The doctors operated on Bonner twice to try to decompress the area and to remove bone fragments embedded in the spine.

“While they dug as much of the bone out as they could, they also went back in to reinforce it,” Jenifer said. “Now I have two titanium rods in my back.”

It was the best those doctors could do.

“They couldn’t give me a prognosis,” Bonner said. “There’s no textbook case anymore for spinal cord injury. It’s just unknown.”

Spinal cord injury patients are like snowflakes, she said.

“Every one of them could kind of look the same,” Jenifer said. “But there’s different things about them that makes them unique.”

Today, she has limited sensation in her legs.

Every morning after she wakes, makes fists, stretches and tries to move her toes, she logs onto the Internet and searches for new places to obtain treatment.

For instance, from Jan. 26 to Feb. 12, she was at the Neuro Institute in Tempe, Ariz.

There, therapists who specialize in Central Nervous System science encouraged her to walk with devices and taught her exercises to do at home

She’s learned to drive again since the accident and, three times a week, she travels to the John Heinz Institute’s physical therapy center in Hazleton and its aqua-therapy clinic in Wilkes-Barre.
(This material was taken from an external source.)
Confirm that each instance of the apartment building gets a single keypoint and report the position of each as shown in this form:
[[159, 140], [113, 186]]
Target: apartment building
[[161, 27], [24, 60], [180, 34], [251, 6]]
When she starts to feel down, she just remembers what Christopher Reeve told her. She had the opportunity to question the “Superman” actor when he visited Hahnemann University Hospital, Philadelphia, in November 2001.

“There were seven people who were chosen to be on a panel and I was among those seven,” Bonner said. And she still remembers the most important thing she asked.

“I have a lot of anger and a lot of Depression and that currently drives me,” Bonner said.

“What happens when I run out of steam?”

“Keep at it. Keep going,” Reeve told her. “Don’t believe what the doctors tell you. Just keep trying.”